Il premier israeliano, Benyamin Netanyahu, ha ribadito ieri l’opposizione del suo governo a qualsiasi riferimento preliminare ai confini del 1967 (in base ai quali un futuro Stato palestinese dovrebbe comprendere tutta la Cisgiordania e Gerusalemme est) quale piattaforma della ripresa di negoziati diretti coi palestinesi. Lo rivela oggi la stampa israeliana, osservando come questa posizione rappresenti un’ipoteca negativa sugli sforzi condotti dagli Usa per trasformare gli attuali colloqui indiretti (proximity talks) in una più seria trattativa faccia a faccia fra le parti e rischi di spegnere sul nascere ogni spiraglio d’ottimismo.
Incontrando ieri l’emissario americano, George Mitchell, Netanyahu, si è mostrato in sintonia con Washington sulla necessità di far ripartire il negoziato diretto. Ma ha confermato che questo deve avvenire ”senza precondizioni”, sottolineano oggi Haartez e Maariv. In sostanza, secondo i media, si tratta di un ‘no’ al presidente dell’Autorità nazionale palestinese (Anp), Abu Mazen (Mahmud Abbas), il quale – spinto dalle pressioni americane – pare aver rinunciato alla richiesta preventiva di un congelamento pieno di tutti gli insediamenti ebraici in Cisgiordania e a Gerusalemme est, ma vorrebbe almeno un segnale di garanzia dalla comunità internazionale prima di sedersi allo stesso tavolo con Netanyahu e di accettare ciò che la sua opinione pubblica interna paventa come un cedimento totale.

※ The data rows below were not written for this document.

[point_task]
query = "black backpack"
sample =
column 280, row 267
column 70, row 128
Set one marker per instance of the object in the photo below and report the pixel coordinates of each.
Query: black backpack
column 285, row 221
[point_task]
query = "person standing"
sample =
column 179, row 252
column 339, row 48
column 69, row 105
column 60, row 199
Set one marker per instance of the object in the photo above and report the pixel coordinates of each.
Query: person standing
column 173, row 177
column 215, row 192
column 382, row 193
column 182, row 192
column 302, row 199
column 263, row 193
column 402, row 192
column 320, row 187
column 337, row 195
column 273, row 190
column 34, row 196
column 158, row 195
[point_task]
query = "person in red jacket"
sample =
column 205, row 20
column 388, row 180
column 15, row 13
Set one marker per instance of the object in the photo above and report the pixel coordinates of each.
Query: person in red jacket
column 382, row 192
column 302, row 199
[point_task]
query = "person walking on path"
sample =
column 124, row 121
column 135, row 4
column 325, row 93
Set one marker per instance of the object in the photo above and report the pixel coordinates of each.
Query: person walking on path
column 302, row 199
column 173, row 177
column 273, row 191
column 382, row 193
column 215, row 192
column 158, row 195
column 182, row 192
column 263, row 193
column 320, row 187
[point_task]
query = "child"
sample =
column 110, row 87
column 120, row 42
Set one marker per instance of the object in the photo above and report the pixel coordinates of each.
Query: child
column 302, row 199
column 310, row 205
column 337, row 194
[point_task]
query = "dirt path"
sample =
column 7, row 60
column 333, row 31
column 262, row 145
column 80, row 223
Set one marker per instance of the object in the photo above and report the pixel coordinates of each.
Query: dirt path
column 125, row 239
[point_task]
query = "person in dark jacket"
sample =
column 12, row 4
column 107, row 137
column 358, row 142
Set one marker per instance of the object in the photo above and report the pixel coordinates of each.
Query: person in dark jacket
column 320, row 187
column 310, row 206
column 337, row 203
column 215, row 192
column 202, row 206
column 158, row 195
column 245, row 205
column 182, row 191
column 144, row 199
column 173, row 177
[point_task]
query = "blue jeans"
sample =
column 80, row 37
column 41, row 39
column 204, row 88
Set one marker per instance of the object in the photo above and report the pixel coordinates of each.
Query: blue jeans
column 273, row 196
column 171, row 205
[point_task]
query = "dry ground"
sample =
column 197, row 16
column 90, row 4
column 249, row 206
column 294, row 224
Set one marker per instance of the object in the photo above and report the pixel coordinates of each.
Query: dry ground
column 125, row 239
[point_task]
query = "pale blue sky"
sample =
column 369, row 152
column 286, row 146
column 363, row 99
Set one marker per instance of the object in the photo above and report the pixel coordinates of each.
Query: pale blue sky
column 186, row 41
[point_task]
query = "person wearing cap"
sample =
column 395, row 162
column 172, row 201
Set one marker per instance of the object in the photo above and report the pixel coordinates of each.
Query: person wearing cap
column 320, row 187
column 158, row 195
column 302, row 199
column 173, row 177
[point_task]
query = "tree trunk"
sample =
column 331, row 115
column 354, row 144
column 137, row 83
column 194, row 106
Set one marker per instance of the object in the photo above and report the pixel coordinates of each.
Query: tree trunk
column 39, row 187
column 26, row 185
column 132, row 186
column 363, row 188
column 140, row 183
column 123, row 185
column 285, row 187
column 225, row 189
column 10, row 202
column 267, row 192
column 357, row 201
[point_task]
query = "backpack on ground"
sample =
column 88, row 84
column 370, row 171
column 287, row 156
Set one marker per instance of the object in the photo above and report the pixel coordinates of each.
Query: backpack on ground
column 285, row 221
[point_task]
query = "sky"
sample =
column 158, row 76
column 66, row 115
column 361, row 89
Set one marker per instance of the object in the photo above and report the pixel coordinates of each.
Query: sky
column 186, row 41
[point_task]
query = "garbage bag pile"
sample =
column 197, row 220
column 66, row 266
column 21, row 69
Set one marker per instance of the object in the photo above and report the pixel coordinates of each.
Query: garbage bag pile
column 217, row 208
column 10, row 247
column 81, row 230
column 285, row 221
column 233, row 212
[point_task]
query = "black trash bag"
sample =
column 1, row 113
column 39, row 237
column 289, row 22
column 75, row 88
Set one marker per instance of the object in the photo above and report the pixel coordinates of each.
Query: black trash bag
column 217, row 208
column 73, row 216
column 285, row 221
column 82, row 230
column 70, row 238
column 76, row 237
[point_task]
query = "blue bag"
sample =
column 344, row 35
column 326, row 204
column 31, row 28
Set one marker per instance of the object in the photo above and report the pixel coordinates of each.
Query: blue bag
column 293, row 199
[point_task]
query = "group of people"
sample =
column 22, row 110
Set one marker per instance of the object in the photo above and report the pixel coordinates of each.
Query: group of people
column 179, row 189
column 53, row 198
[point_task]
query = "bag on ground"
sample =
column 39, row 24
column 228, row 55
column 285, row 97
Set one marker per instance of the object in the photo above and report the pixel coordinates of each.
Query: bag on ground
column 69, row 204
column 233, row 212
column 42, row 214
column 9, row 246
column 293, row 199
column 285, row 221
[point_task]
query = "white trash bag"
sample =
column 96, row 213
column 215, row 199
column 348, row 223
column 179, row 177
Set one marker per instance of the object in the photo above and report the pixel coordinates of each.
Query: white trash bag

Segnale che dovrebbe tradursi in particolare in una reiterazione formale da parte del Quartetto (Usa, Russia, Ue, Onu) d’una dichiarazione recente che impegna i quattro a fissare una scadenza negoziale di 24 mesi e a mettere in agenda sia il tema del congelamento sia il richiamo ai confini del ’67. La richiesta palestinese è stata accolta come un progresso da Mitchell e dovrebbe essere discussa a breve in sede di Quartetto malgrado le riserve israeliane. Ma l’eco pubblica delle resistenze di Netanyahu – commenta oggi la stampa – potrebbe rendere tutto ancor più complicato.